Le cyclone Pam ne déroge pas à la règle : il a commencé à se faire remarquer sous la forme d’une dépression tropicale, le 6 mars. Deux jours plus tard, celle-ci se transforme en tempête tropicale, puis passe au stade de cyclone le 9 mars, évoluant rapidement, à mesure qu’il se rapproche de l’archipel de Tuvalu, jusqu’à la cinquième et dernière catégorie. Les dégâts ont été considérables, car non seulement le cyclone a été remarquablement puissant, mais de plus le centre du cyclone a touché l’ouest de Tuvalu, et ce au moment où il était le plus destructeur. Le bilan humain est de 16 morts.
Le syndrome du superlatif superfétatoire
Cela n’a pas tardé. Chacun y est allé de sa déclaration à l’emporte-pièce, oubliant tout sens de la mesure. Pour l’Unicef, le cyclone Pam pourrait être « l’un des pires de l’histoire du Pacifique », tandis que le directeur de l’ONG Save the Children estime, avec un certain manque de décence, que les conditions sur place sont pires qu’après le cyclone Haiyan, qui avait touché les Philippines en 2013, faisant 7 350 morts.
Le ministre français des Affaires étrangères, Laurent Fabius, a déclaré le 14 mars à Sendai, au Japon, lors de la troisième Conférence mondiale des Nations unies sur la réduction des risques de catastrophe :
« Aujourd’hui, on estime en effet que plus de 70 % des catastrophes dites naturelles sont liées au dérèglement climatique. »
Ce qui est déjà bien audacieux. Puis, deux jours plus tard, croyant sans doute au caractère performatif de sa parole, il s’exprimait en ces termes sur le cyclone Pam :
« On sait que 70 % des catastrophes dites naturelles sont liées au dérèglement climatique. Le cyclone Pam constitue un nouveau cri d’alarme pour que la communauté internationale prenne ses responsabilités. »
Le président vanuatais Baldwin Lonsdale n’a pas dit autre chose en déclarant que le changement climatique avait accentué la puissance dévastatrice du cyclone. Message reçu 5/5 par François Hollande, qui a fait savoir que « les autorités françaises répondront aux demandes d’assistance du Vanuatu », avant d’ajouter que « cette tragédie démontre, une fois de plus, l’urgence de lutter contre les dérèglements climatiques et d’aider les pays les plus vulnérables à y faire face ».

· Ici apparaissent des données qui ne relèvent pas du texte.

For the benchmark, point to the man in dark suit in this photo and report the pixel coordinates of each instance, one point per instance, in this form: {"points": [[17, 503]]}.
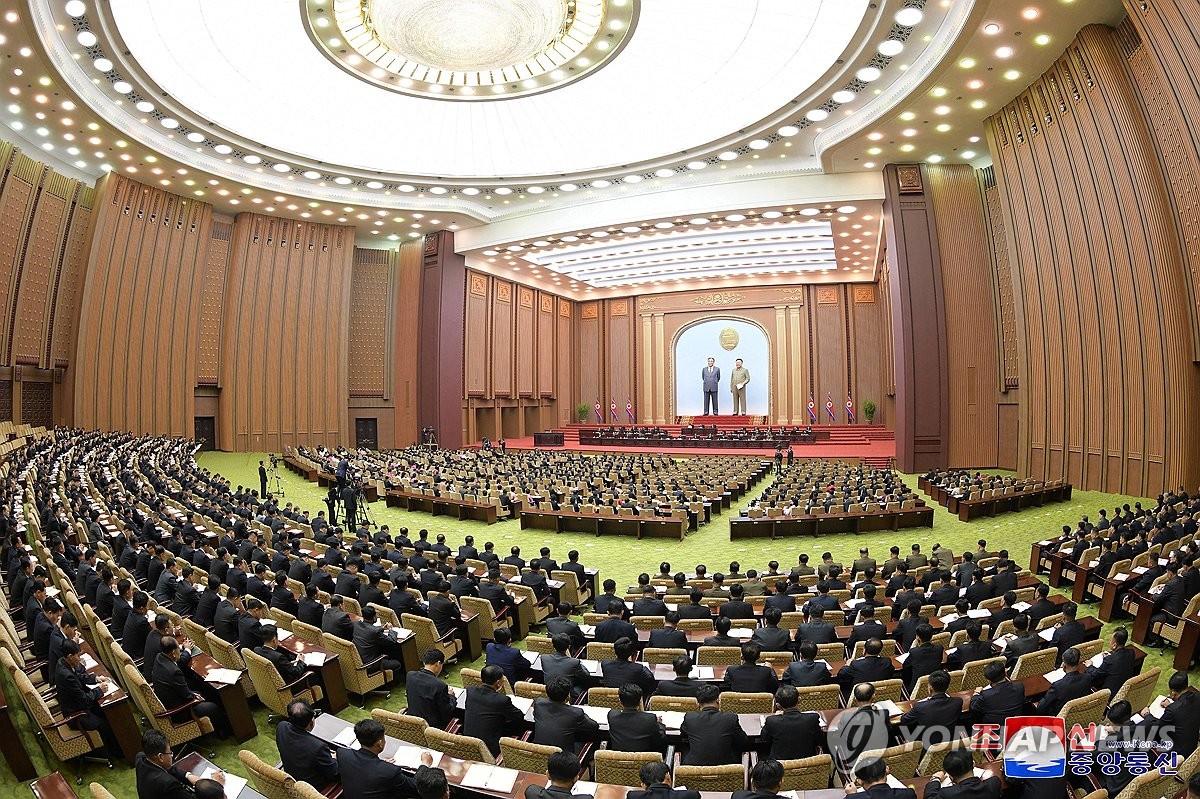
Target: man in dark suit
{"points": [[305, 756], [807, 671], [490, 715], [713, 737], [649, 604], [682, 684], [789, 733], [870, 667], [1000, 700], [427, 694], [630, 728], [958, 780], [669, 636], [935, 719], [1117, 666], [870, 779], [335, 620], [366, 775], [375, 642], [749, 677], [1069, 686], [561, 665], [559, 724], [615, 626], [655, 779]]}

La conférence sur le climat devant se tenir à Paris en fin d’année, notre gouvernement est très impliqué sur le sujet. Du côté du protocole de Kyoto, qui a lamentablement échoué à faire diminuer les émissions de gaz à effet de serre, puisqu’elles ont au contraire considérablement augmenté, on cherche un nouvel accord encore plus ambitieux. Du côté de la diplomatie française, à défaut de sauver la face, on tente de sauver la Planète.
La presse, fameux contre-pouvoir, a rapidement emboîté le pas des politiques, quand elle ne les a pas précédés. La palme revient assez probablement à BFMTV qui a relayé la déclaration de l’OXFAM (confédération d’ONG humanitaires) selon laquelle le cyclone Pam serait le plus puissant jamais enregistré. L’un des paramètres souvent mis en avant est la vitesse du vent en rafale, au centre de la dépression. Il n’y a visiblement rien de certain, puisque les journalistes échelonnent cette vitesse « instantanée » entre 320 et 350 km/h. C’est bien sûr considérable, mais ni un record mondial, ni un critère retenu par le monde scientifique.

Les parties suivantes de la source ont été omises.